# Heater core removal



## Bigplanz

91 Olds Silhouette. 3.1 V6. Heater core is partially clogged so I bought a replacement from Rock auto. Haynes says. That after you take off the sound insulation panel, the glove box and the heater core cover, remove the hoses etc that you 'remove the core.'

Well it won't come out. No way. Won't go up or come out far enough to get inlet and outlet tubes through the firewall. The fuse box and ECM are in the way. No way it comes out. I tried for 40 minutes. 

What's the secret? Taking the whole dash out?


----------



## titanoman

Go to an auto parts store and they will let you look at a Chiltons repair manual.

Sent from a Samsung Galaxy S2


----------



## Bigplanz

The Haynes manual said it would come out with just the cover off. They lie. From additional research it looks like the whole dash has to come off. No way I'm taking the dash off a 21 year old van. I think I'll 'field engineer' a way to get the core out and in. A big hole in the firewall or some similar solution seems likely.


----------



## titanoman

I've never heard of having to remove an entire dash to get a heater core out, but there's always a first.


----------



## Bigplanz

No kidding. I just find this to be implausible. I must be missing something. It 'should' slide right out. I will get back to it this weekend and rethink my approach. Getting the hoses off the first time was an ordeal.


----------



## cjm94

Removing the dash is pretty standard on most cars for the heater core these days. Not sure on that model though. Now you know why it costs so much to take it to a shop.


----------



## titanoman

cjm94 said:


> Removing the dash is pretty standard on most cars for the heater core these days. Not sure on that model though. Now you know why it costs so much to take it to a shop.


Maybe these days, but his vehicle is 20 years old.


----------



## Bigplanz

The instructions say take the passenger side sound insulation panel and glove box out, unbolt a dash brace and take the core cover off. Undo the core clips and the hoses, then "remove the heater core."

It won't come straight out and the fusebox and ECM are in the way. I don't mind a hard job but it ticks me off when the instructions are just wrong.


----------



## titanoman

I never used Haynes. You might see what Chiltons says. Or catch one of the service techs at a dealership when he's not too busy. If he doesn't know, he can look it up.


----------



## raylo32

Heater core replacement... always a terrible job. I have done it 2 on different vehicles but never had to pull the dash, but I have heard that a lot do need that.
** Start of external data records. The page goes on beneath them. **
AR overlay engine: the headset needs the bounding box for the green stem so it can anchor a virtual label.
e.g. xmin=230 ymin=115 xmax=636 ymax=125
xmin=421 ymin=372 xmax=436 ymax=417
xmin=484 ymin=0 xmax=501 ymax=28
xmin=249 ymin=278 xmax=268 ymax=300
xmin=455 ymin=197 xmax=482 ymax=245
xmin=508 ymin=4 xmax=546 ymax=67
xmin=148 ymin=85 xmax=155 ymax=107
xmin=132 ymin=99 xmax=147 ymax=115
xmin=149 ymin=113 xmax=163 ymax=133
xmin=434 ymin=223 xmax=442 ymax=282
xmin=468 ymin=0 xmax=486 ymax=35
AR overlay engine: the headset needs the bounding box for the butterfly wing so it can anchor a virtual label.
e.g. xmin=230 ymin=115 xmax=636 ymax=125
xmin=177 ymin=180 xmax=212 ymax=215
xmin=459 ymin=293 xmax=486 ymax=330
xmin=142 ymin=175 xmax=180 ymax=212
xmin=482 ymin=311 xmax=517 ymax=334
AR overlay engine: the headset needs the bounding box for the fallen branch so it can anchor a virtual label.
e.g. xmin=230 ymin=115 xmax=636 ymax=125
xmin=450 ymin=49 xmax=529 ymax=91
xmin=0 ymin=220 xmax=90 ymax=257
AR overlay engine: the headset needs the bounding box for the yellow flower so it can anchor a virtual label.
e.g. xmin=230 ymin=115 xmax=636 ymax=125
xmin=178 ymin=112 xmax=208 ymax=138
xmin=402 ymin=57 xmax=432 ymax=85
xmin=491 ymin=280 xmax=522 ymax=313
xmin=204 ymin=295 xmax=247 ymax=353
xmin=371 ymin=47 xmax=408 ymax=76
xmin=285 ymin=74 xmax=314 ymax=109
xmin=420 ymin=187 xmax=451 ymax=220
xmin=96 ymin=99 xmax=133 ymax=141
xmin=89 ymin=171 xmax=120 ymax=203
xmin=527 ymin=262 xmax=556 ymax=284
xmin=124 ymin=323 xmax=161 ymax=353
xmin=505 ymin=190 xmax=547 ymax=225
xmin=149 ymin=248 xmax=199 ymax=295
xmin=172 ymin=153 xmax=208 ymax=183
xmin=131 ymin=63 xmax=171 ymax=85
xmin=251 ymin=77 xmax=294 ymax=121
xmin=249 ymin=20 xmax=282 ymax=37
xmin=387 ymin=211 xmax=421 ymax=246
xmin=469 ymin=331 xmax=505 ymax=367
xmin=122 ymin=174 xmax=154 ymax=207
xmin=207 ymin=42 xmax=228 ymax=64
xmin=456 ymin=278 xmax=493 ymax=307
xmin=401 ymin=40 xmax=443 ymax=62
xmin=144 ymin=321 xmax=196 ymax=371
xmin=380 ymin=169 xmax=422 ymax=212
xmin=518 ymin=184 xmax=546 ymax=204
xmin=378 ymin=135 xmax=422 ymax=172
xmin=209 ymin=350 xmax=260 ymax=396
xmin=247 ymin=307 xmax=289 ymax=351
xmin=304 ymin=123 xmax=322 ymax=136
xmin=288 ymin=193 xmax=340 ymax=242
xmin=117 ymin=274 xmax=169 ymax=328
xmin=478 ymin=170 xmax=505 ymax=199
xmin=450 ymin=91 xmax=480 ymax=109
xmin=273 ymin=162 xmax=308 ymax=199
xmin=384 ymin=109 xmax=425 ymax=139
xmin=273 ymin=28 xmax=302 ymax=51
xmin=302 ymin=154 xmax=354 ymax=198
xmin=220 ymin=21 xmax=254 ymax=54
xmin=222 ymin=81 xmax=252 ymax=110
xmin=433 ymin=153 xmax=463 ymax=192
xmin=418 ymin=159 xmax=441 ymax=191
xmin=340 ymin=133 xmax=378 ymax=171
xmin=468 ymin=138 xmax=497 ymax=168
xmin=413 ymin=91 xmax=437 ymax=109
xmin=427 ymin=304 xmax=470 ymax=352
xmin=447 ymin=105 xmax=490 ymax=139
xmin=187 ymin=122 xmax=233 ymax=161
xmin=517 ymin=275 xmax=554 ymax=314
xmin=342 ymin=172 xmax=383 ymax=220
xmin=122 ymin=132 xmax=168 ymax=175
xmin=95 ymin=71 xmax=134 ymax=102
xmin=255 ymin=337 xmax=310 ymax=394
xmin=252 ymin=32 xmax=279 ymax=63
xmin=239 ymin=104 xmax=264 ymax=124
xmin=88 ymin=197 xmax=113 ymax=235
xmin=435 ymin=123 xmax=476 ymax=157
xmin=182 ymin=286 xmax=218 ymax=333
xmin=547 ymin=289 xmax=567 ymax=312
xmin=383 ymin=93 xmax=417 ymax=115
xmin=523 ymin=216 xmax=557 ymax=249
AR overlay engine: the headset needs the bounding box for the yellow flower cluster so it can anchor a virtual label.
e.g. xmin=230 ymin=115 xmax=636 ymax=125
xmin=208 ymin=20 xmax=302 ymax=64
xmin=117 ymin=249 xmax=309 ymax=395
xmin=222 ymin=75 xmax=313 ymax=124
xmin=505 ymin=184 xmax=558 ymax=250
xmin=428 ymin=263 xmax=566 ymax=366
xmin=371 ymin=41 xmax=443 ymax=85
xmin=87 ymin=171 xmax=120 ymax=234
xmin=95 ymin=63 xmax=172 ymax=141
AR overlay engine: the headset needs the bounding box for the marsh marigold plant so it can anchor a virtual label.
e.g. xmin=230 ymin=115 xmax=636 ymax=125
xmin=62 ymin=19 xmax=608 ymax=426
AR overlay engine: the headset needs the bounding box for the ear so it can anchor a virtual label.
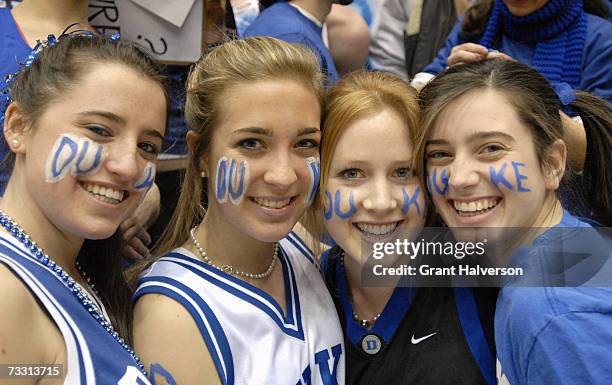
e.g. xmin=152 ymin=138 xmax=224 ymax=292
xmin=543 ymin=139 xmax=566 ymax=190
xmin=3 ymin=102 xmax=29 ymax=155
xmin=186 ymin=130 xmax=209 ymax=174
You might also try Autozone website for detailed instructions. They have them for a lot of vehicles and tasks. Have to register, of course, but it's free.


----------



## Bigplanz

I checked out the AZ instructions and the are similar to the Haynes. I am thinking that I should have pushed the core forward against the firewall, tilted it down and then pulled it out at an angle. I'll try it Saturday.


----------



## MecGen

Lots of cars in the 80s and 90s need to pull the dash, done lots of them. I don't remember if you car needs this tho, I don't think so.
Call a shop for an estimate, if its 1-2 hours no need to remove much, 6+ start worrying.
Question...how do you know its "partially clogged"?

Regards


----------



## cjm94

Mitchell time is 2.1 hours so it should be pretty simple.


----------



## Bigplanz

I think the core is partially clogged because of low levels of heat. Even full blast it's barely warm air. With the cover off and the van at operating temp and the inlet pipe is hot. The core itself has cool and warm spots but is not hot at all. 

If the job is listed at 2.1 hours labor I must missing something pretty obvious.


----------



## raylo32

If it is just clogged and not leaking you could try to flush it or blow it out with compressed air. Might be worth a shot.


----------



## MecGen

raylo32 said:


> If it is just clogged and not leaking you could try to flush it or blow it out with compressed air. Might be worth a shot.


I've tryed that many times, its never worked for me


----------



## hrjrkr

If you are not getting enough heat, it could be a stuck open thermostat.


----------



## Bigplanz

My concern with flushing it is that could turn a non-leaking core into a leaking one.


----------